The Federal False Claims Act is an important whistleblowing tool

Key Takeaway:

The Federal False Claims is an important step in preventing and regulating fraud in the federal government. The Act has come a long way from being a grossly underutilized one to being a powerful tool for checking fraud.

The Federal False Claims Act is a Congressional Act that is aimed at fighting fraud at the federal government level. Although the spirit of such legislation goes back to medieval England, in the US, it was enacted during the Civil War to check fraud in supplies to the Union Army. Because of this reason, the Federal False Claims Act earned the sobriquet, "Lincoln Law". For more than 120 years since its inception, it was considered ineffective in dealing with the aim it sought to accomplish, until it was dramatically overhauled in 1986.

Provisions of the strengthened Federal False Claims Act inflict liability on those who carry out fraud against government programs. These could include persons or companies, the latter of which are normally referred to as federal contractors. Federal False Claims Act is considered an important weapon in the federal Government's arsenal in fighting fraud.

The qui tam provision

The Federal False Claims Act is based on the jurisprudential principle of qui tam and contains provisions relating to it. Qui tam essentially means, as described in the original Latin phrase, suing for both the king and one's own self. That is, this legal principle means suing on behalf of oneself while suing for the government. In fact, one of the other names of the Federal False Claims Act is "Qui Tam Statute".

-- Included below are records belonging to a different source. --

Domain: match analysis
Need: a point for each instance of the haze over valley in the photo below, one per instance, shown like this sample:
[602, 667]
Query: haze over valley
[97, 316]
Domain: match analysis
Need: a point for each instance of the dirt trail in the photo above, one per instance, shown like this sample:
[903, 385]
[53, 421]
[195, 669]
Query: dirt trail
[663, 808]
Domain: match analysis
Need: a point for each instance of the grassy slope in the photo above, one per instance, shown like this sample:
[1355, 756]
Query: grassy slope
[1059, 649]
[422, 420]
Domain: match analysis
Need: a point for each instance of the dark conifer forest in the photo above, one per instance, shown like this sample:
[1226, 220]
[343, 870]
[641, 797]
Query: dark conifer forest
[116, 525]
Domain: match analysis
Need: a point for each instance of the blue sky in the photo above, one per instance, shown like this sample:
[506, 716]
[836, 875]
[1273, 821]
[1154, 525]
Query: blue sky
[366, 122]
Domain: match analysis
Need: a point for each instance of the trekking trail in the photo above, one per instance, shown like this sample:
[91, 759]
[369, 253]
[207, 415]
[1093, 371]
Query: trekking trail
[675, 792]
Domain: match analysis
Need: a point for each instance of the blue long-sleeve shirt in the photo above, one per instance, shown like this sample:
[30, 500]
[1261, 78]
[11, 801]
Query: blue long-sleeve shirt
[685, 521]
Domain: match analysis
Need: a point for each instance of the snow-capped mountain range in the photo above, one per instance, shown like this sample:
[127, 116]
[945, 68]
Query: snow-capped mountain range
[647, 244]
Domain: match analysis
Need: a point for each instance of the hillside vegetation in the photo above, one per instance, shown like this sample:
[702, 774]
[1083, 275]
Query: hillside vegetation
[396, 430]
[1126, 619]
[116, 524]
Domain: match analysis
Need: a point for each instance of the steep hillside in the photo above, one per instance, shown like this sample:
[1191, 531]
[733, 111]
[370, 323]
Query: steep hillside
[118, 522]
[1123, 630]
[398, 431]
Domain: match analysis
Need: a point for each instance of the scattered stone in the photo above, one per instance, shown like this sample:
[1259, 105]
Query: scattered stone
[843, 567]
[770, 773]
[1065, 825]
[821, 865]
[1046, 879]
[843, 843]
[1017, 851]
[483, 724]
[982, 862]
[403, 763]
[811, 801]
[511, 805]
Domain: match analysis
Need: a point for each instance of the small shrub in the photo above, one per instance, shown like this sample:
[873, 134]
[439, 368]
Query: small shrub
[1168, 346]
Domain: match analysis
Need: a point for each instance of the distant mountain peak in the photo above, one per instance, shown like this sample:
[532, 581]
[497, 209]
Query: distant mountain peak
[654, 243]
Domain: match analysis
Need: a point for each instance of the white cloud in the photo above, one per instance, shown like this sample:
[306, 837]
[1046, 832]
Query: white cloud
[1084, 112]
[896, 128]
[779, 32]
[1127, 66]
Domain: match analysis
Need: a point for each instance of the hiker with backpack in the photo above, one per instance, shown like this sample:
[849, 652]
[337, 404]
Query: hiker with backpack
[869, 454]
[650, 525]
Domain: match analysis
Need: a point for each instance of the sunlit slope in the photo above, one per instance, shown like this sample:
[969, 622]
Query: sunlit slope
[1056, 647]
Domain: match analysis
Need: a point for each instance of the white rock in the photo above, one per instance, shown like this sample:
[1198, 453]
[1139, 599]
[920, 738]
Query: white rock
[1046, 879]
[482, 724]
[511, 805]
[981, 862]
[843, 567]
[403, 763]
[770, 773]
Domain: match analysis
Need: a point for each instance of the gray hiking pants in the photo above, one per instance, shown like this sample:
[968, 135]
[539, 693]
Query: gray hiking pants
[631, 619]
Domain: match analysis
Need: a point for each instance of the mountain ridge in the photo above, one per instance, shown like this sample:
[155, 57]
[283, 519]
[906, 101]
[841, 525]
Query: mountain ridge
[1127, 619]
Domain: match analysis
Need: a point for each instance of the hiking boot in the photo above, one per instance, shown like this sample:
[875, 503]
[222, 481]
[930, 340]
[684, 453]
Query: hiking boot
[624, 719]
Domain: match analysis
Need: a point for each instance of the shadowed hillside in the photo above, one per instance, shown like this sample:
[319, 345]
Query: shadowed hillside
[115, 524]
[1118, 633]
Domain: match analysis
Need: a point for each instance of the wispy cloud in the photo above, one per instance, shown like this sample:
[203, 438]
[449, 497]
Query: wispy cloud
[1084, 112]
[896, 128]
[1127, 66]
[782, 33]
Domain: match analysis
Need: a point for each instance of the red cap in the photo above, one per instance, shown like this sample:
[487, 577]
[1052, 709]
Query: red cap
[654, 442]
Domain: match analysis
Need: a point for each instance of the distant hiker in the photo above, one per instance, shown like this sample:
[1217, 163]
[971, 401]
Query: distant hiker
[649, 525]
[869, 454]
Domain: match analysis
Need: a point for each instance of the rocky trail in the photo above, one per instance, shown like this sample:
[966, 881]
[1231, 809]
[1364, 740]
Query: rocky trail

The qui tam principle allows private individuals, that is, non-government associated people, to file actions on behalf of the government, even though they are not part of it. Such people are defined as "relators" in this Act. This is what is in normal parlance referred to as whistleblowing. This is a reason for which the Act is also called "Informer's Act".

Share in the spoils

The Federal False Claims Act allows such people who have successfully filed and claimed whistleblowing charges to receive a significant part of the recovered damages. This ranges usually between 15 and 25 percent of the total proceeds.

Among the major industries the Federal False Claims Act has initiated proceedings and recovered damages, the following top the list:

  • Pharmaceuticals
  • Healthcare
  • Military
  • Other government spending programs, primarily in the areas of construction, natural disaster recovery, housing, energy, and reconstruction during the Iraq War

Proof of the pudding...

The Federal False Claims Act, which was considered impotent till it was given teeth by the 1986 amendment, has been successful in preventing fraud and recovering claims to the extent of nearly $40 billion in a little over a quarter of a century since this amendment.

When a person commits the following acts, they qualify as being unlawful under the Federal False Claims Act:

  • When a false claim is knowingly presented for approval or payment, or caused to be so
  • When a false record or statement amounting to a fraudulent or false claim is made or caused to be made
  • When a conspiracy is made for committing a violation of any provisions of the False Claims Act
  • When the amount or kind of property meant for use by the government is falsely valued or certified
  • Not ascertaining the truth of information contained in a document relating to the certifying receipt of property is also unlawful according to the Federal False Claims Act
  • Willful purchase of government property from an unauthorized officer of the government
  • When false records are made or used or caused to be made or used with the intention of avoiding or decreasing the legally obliged payment or transmit property to the government knowingly, this is also considered unlawful by the Federal False Claims Act.